Let’s explore some other meaningful characteristics, such as

• Expected population size at a troff.
• Expected population size at a peak.
• Number of births within an interval.
• Average age of animals dying within an interval.

The interval (in 3 and 4) should obviously cover a full period (a peak and a troff on the curve), and ideally and integer number of such periods. An odd fraction of a period could skew the distribution.

In the following exercise, you may have to rely on manual inspection to gather observations for the analysis, meaning that your sample may be small (10–20 observations). That is a good case for Student’s t-distribution.

Oppgåve 17.4 Choose at least two variables to estimate in the scenario where both predator and prey survive. Assume that it is normally distributed, and use Student’s $t$-distribution to estimate it.

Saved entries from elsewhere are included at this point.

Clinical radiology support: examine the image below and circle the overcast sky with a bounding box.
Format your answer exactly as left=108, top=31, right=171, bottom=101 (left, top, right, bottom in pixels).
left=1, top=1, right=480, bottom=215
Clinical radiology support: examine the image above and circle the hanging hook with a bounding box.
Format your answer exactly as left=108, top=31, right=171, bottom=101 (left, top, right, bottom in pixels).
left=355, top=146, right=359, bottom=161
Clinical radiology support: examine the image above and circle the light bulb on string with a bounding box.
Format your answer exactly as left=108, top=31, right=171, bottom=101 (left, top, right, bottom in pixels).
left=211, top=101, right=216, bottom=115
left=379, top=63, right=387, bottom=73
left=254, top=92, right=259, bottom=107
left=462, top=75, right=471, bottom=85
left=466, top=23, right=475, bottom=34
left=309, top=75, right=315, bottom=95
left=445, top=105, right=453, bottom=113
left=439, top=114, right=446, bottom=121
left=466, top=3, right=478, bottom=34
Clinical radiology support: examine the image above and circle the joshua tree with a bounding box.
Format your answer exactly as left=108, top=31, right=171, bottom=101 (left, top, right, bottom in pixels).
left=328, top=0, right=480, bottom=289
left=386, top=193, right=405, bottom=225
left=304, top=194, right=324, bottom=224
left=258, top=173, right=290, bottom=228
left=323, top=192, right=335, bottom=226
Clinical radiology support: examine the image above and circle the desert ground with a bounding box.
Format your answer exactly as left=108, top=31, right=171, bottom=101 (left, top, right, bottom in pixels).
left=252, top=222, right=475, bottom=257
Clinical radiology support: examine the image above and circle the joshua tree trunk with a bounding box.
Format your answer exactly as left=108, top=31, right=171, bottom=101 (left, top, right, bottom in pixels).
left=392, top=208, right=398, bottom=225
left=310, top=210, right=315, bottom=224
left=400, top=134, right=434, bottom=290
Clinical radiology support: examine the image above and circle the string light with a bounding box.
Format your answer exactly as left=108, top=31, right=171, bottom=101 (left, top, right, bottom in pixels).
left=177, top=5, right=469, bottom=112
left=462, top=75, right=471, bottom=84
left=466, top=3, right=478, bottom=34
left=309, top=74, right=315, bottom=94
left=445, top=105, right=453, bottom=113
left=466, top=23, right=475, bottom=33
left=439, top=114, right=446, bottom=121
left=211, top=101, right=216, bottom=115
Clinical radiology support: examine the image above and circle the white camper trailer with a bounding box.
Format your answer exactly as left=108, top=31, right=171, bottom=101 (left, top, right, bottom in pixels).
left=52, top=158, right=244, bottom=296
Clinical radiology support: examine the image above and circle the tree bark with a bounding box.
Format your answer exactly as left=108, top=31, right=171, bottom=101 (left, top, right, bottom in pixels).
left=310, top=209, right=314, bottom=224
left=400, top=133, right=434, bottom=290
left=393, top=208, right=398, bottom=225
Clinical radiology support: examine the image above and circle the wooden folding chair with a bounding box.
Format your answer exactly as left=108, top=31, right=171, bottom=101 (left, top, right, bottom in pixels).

Hint 1 In order to assess the period length, you have to identify the peaks and the troffs on the curve. The following matlab function may be useful:

1.
http://blogs.mathworks.com/pick/2008/05/09/finding-_local-_extrema/

Other variables one might want to estimate are the period length (time between subsequent peaks), probability of a species becoming extint, probability of a rabbit being eaten as opposed to dying of other causes, etc.

Oppgåve 17.5 Discuss in your group a number of numerical variables you might want to estimate, and the challenges involved in doing it.